Is the block wall an outside wall, or is it seperating the bsmt and crawlspace?

Hi. Tim.

According to what I read in the IRC 403.1, Where a minimum footing widths is 12 inches, a single wythe of solid or fully grouted 12-inch nominal concrete masonry units is permitted to be used.

Hope this helps.

Marcel :):smiley:

It is the rear exterior wall.

That is if there is a footer. Correct? This had no footer under this section, actually it did not have much of anything underneath it. It almost looked like it was dug or washed out. It was just not even there.

But yes, that does help.

Try this;

R403.1 General.

All exterior walls shall be supported on continuous solid or full grouted masonry or concrete footings, wood foundations, or other approved structural systems which shall be of sufficient design to accommodate all loads according to Section R301 and to transmit the resulting loads to the soil within the limitations as determined from the character of the soil. Footings shall be supported on undisturbed natural soils or engineered fill.

R403.1 Show for a Conventional light-frame construction and for a load-bearing value of soil 1,500- greater or equal to 4,000 psi. 12" wide footing is acceptable.
The exception given in upper post.

This would not be my recommendation.

I would report what I see and have it evaluated by others in this type of engineering.

Standard of Practice in the building trades for foundations and footings is the footing is at least a minimum of 4" wider the the foundation wall, stem wall, or crawl space wall, or whatever you want to call it.

There are minimums and there are building standards.
But who are we to dictate which one should be adhered too? Right.
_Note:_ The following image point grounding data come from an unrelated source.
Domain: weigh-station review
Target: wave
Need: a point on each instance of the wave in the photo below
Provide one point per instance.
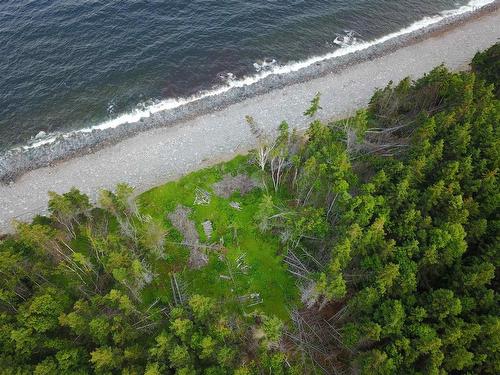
(264, 69)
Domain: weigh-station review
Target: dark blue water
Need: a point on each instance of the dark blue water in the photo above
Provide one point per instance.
(67, 64)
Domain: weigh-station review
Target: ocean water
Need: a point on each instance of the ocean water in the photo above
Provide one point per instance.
(71, 64)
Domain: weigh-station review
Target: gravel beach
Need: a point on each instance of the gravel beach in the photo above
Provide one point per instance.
(160, 154)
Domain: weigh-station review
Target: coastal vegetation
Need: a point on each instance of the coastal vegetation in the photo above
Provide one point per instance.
(367, 245)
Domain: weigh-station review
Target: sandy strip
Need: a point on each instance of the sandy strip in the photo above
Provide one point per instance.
(162, 154)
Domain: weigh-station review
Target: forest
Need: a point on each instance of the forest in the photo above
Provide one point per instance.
(367, 245)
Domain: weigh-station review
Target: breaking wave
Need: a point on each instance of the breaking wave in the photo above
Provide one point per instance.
(348, 43)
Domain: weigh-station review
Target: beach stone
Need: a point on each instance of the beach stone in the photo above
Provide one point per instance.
(40, 134)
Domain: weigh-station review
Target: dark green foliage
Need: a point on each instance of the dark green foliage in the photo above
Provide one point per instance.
(487, 66)
(410, 214)
(75, 299)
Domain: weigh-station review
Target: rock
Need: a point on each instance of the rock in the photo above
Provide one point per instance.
(40, 135)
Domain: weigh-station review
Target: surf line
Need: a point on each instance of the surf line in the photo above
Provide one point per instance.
(349, 48)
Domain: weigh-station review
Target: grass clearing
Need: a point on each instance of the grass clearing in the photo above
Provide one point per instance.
(250, 274)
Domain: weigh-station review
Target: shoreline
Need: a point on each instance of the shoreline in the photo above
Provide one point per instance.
(160, 154)
(18, 161)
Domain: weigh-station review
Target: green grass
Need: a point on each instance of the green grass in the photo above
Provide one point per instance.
(236, 229)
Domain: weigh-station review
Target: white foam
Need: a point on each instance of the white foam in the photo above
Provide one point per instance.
(270, 68)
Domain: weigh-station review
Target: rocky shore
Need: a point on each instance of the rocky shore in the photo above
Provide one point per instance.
(172, 143)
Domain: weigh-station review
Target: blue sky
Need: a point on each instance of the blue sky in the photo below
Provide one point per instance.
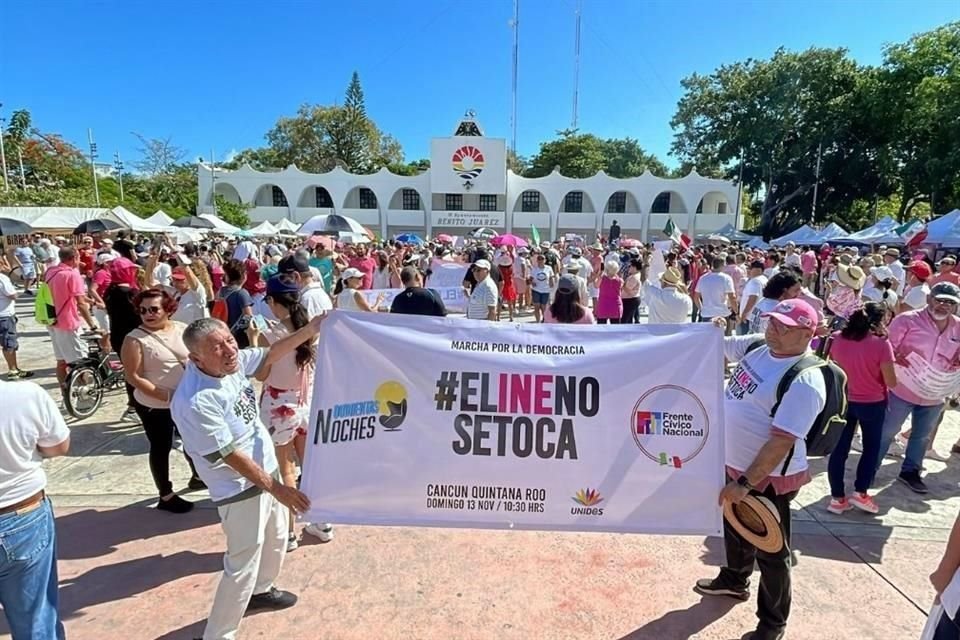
(216, 75)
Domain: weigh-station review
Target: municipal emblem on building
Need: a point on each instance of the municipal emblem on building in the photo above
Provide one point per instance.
(467, 162)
Well, personally, I would like to think the Standard of Building Practices would rule.


Marcel :):smiley:

is that a concrete beam in the undermined section?
may be ok if it’s a reinforced beam, consult permits/drawings

Barry, it almost looks like it is on ledge. And what is the brown pipe? Any idea.?
Marcel :):smiley:

It’s awful long but maybe the cardboard tube(s) from the roll of plastic (???)

I agree. I did explain and recommend it to be further evaluated. I wasn’t going to take any chances. Always CYA and refer if your not sure if it is correct, right:).

Thanks for the input, I appreciate it.

Robert is right, it was the tube from the plastic. There was another one on the other side with some still on it.

Could have fooled me, cause I can’t remember when they stopped using cardboard cores for 6mil poly. (especially one that long)
Now comes in a box with no insert tube. Just unfold it.

Marcel :):smiley:

Even if this is a reinforcement beam, shouldn’t it be on top of the footer? Isn’t there a requirement on the distance that it overlaps? This one was only in contact at the corner.

If it’s a beam, it’s probably a grade beam, which spans across unsuitable soils, but usually associated with pile foundations, which is likely not the case. Depending on the loads on the wall, 12 inches of bearing may be perfectly acceptable. The usual rule of thumb for good practice is that the footing width is twice the wall thickness, and its depth is equal to the wall thickness. This is a reflection of the 45-degree “plane of compression” from the bottom of the wall to the bottom of the footing.

Architects who do residential work only need to do the calculations once for normal loading (two stories plus roof) and normal soil bearing values (2,000 psf) to discover that the footing is considerably oversized for that loading. A one-story small structure on a crawl space could well be adequately supported on a 12-inch block wall with the bottom course filled with concrete.

However, one ought not to be able to dig under the wall with one’s bare hands. I would doubt that such soil will support 2,000 psf.